Use them when your evaluation set shows meaningful uplift, not because it’s trendy.
Confidence and refusal behaviour
A production RAG system should be allowed to say “I don’t know”. This usually requires:
- Retrieval confidence heuristics (e.g., similarity thresholds)
- Guardrails in prompting (no answer without sources)
- UX that makes “no answer” acceptable
This is often the difference between “usable” and “dangerous”.

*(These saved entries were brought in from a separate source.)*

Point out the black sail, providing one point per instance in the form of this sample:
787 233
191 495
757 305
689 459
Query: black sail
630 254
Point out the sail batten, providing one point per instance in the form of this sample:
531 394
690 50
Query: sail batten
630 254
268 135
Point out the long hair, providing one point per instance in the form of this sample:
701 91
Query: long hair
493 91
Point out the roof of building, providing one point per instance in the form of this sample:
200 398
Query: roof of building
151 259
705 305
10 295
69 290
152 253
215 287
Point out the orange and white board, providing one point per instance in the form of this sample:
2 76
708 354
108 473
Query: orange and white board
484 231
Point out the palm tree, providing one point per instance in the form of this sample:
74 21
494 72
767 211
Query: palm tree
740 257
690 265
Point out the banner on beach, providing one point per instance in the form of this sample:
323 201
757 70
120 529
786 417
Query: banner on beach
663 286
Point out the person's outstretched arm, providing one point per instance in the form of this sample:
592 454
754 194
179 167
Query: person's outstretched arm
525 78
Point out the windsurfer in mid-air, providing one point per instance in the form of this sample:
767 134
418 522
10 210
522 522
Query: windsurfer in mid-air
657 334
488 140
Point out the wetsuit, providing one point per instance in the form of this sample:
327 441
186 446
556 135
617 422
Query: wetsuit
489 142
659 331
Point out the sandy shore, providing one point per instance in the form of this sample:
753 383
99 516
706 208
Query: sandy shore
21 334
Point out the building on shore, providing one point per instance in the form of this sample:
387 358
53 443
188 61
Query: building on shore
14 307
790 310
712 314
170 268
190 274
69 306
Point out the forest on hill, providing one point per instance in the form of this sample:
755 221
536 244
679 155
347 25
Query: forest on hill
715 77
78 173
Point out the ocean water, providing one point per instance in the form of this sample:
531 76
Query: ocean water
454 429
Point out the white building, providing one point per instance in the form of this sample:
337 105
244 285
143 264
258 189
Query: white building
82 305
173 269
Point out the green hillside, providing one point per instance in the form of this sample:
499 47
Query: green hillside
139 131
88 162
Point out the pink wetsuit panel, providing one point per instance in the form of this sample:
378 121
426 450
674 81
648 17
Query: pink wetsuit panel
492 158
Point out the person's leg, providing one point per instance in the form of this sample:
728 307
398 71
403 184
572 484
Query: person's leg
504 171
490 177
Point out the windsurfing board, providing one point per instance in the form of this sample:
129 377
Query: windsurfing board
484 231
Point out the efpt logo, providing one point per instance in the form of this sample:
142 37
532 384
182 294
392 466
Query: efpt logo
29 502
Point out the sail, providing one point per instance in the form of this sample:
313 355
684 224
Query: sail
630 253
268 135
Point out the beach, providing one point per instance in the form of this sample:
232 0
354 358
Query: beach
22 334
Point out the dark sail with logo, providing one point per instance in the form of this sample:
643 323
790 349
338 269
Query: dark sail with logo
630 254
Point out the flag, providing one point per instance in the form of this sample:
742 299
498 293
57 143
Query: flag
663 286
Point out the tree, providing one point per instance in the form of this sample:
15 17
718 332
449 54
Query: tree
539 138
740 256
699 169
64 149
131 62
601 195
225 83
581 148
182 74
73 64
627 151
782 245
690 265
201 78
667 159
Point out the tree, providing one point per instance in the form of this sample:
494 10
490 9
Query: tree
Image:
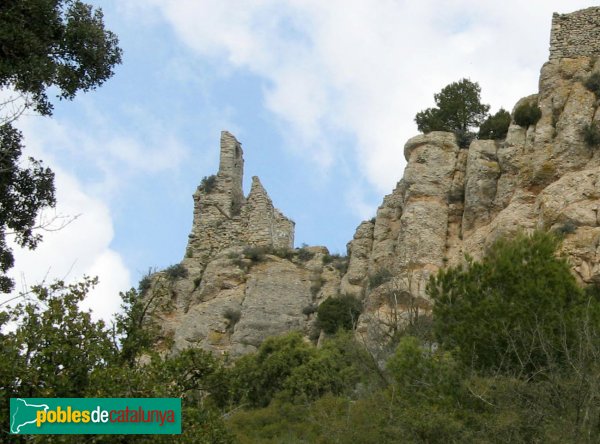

Cost model: where the money goes
RAG costs tend to cluster in three places:
Embedding ingestion
- One-off cost for initial embedding.
- Ongoing cost for updates and re-embedding when chunking changes.
Vector storage and search
- Storage cost scales with number of vectors and dimension.
- Query cost scales with QPS and index type.
- Multi-tenancy can multiply indexes if you isolate per customer.
Generation tokens
- The silent killer at scale.
- Longer retrieved context increases input tokens.
- Verbose outputs increase output tokens.
Practical cost controls:
- Cap top-k and context size; prioritise precision.
- Summarise or compress long documents at ingest (carefully).
- Cache retrieval results for repeated questions.
- Route most queries to a cheaper model, escalate selectively.
A simple selection approach that avoids regret
If you want a decision process that works in most organisations:
- Define the evaluation set and success criteria.
- Pick a baseline embedding model + baseline generation model.
- Start with the simplest vector store that meets your current scale and tenancy needs.
- Measure retrieval quality and end-to-end correctness.
- Only add complexity in this order:
- Better chunking + metadata
- Hybrid retrieval (if exact matching matters)
- Reranking (if top-k precision is weak)
- Model upgrades (if generation behaviour is the blocker)
- Infrastructure upgrade (if performance/scale is the blocker)
This keeps you from buying a Ferrari when you need a van.
Closing thought
Selecting a model and vector store for RAG is not about finding the “best” technology. It is about choosing the cheapest stack that reliably produces acceptable answers at your scale, with an upgrade path when you need it.
Agree what “good” looks like, measure it, and treat every extra moving part as something you will have to run at 3am when it breaks.